From Martyrdom to dialogue, this could be the motto of Beirut. Beirut was a martyred city. Beirut is now the city of the interfaith revival.
In the heart of Beirut, Martyrs’ Square, Sahat al Chouhada is aptly named. It is noticeable by its eponymous statuary riddled with bullets. The sculpture depicts two martyrs lying at the foot of a woman brandishing the flame of freedom and hugging a young man with an amputated arm. Built in 1960, the monument was erected in place of another monument built in 1930 with the same strong symbolic impact. The first monument represented two women, one Muslim, the other Christian, mourning together the death of their children.
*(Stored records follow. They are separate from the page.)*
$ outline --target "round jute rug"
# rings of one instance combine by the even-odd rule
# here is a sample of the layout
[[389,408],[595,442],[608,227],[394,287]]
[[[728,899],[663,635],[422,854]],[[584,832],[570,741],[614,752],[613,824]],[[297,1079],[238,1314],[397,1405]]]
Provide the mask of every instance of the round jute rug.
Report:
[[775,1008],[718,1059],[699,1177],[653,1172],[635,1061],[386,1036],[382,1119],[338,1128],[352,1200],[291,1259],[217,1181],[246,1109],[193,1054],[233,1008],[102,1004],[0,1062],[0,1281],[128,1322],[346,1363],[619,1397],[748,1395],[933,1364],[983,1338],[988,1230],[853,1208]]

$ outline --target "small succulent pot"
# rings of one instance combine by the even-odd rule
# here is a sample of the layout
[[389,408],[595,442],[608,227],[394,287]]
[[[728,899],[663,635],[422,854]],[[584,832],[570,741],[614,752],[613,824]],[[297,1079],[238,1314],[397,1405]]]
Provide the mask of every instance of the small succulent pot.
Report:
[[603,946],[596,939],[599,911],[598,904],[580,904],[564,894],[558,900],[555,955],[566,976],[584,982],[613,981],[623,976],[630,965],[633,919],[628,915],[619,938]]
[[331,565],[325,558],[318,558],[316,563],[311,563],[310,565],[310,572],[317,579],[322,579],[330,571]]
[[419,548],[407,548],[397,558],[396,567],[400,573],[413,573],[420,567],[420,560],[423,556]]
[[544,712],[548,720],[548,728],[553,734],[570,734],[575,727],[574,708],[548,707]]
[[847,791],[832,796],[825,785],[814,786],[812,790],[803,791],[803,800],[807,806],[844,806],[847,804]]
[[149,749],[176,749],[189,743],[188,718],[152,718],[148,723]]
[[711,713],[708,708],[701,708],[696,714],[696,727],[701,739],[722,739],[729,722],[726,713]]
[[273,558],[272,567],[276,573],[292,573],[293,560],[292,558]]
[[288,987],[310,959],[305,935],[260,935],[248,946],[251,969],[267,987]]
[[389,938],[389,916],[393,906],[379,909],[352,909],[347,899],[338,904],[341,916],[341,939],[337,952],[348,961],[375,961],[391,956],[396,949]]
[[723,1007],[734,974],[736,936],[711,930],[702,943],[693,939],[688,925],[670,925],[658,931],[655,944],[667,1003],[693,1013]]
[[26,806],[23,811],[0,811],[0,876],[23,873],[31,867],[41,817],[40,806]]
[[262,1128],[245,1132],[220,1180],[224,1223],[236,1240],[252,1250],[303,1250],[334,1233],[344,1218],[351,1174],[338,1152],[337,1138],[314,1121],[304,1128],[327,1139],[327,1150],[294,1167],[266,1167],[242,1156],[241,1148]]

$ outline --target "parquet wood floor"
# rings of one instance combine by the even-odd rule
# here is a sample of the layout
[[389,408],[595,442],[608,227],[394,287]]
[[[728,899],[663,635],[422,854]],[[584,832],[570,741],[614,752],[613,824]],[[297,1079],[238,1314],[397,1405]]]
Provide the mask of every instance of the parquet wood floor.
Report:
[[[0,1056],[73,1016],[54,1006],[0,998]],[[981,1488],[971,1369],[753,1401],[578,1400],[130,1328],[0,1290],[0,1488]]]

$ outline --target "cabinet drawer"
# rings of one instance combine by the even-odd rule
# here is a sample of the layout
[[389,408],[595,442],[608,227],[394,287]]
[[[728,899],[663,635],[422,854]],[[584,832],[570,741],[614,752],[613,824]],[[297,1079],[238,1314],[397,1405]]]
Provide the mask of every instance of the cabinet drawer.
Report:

It was aimed at paying tribute to Syrian and Lebanese martyrs hanged in 1916 by the Ottoman occupier.
Beirut’s Marty’s Square itself martyred
The new Martyr’s monument built in 1960 will inadvertently become an almost living symbol of the new martyrdom suffered by Lebanese people between 1975 and 1990, the years of civil war during which Lebanese people killed each other. Located at the crossing point of the demarcation line separating the Muslim neighborhood of West Beirut from the Christian neighborhood of East Beirut, the Martyr’s Monument was in sniper’s line of fire. Stigmas of the stone give the monument a mystically human appearance.
From martyrdom to dialogue: Lebanese national unity embodied in the national day
On this day of March 25, 2019, the country celebrates its National Day. From martyrdom to dialogue: the celebration is not without recalling the symbolism of the first Martyrs’ Monument, the one dating back to 1930. Since a few years, March 25 in Lebanon is indeed dedicated to the Muslim-Christian dialogue.
According to the local press, Beirut would be the only country in the world to have a national day dedicated to the Muslim-Christian dialogue. Both communities pray together Mary, Maryam, in Arabic, to which the Koran consecrates an entire sura. Under the auspices of the Churches of Lebanon, the Ecumenical Council of the Middle East and the community of Taizé in France, an ecumenical meeting is organized at the Seaside Arena Fair Ground in Beirut.
Although it takes place in a modernist and unattractive building, the ceremony leaves the visitor speechless. It brings together over 1600 young Christian and Muslim believers from more than 43 countries around the world, communicating with an amazing fervor. Almost all Muslim and Christian clerics in the country attend the ceremony: they are Catholic, Maronite, Orthodox, Chaldean, Sunni and Shiite. They gather in the midst of the songs of young Muslim choristers dressed in Marian colors.
Later in the day, the young Christians are taken to the Great Mosque Muhammad al-Amin, located on Martyrs’ Square, to learn further on Muslim rites. And surprisingly, girls and boys are allowed to pause side by side in the prayer hall of the Mosque.
Beirut, at the intersection between the past and the future
War wounds are also visible in Chouf’s Druze villages, a majestic snow-covered mountain overlooking this little piece of the Middle East. The bullet-ridden car exposed in Kamal Joumblatt’s family home in the village of Mukhtara reflects the assassination of the Lebanese Druze leader in his car on a Chouf road in 1977, shortly after Syria invaded Lebanon.
Strolling a few days in Beirut provides the visitor with plenty of discovery opportunities, just to name a few, the feverish reconstruction of the city, the cultural diversity of the population, a friendly conversation with Armenian residents, the Lebanese youth swinging between the East and West enjoying strolling around the Marina.
But Lebanon remains a land of contrast.
A less visible reality of suffering and survival is also taking place. Syrian kids in suburbs areas hiding their faces are a reminder of on-going war on the other side of the border. The district of DEKWANA, RAJ in Beirut has a high concentration of Iraqi Christian refugees surviving in substandard housing. These refugees, who fled ISIS persecutions, feel today to be neglected by the media.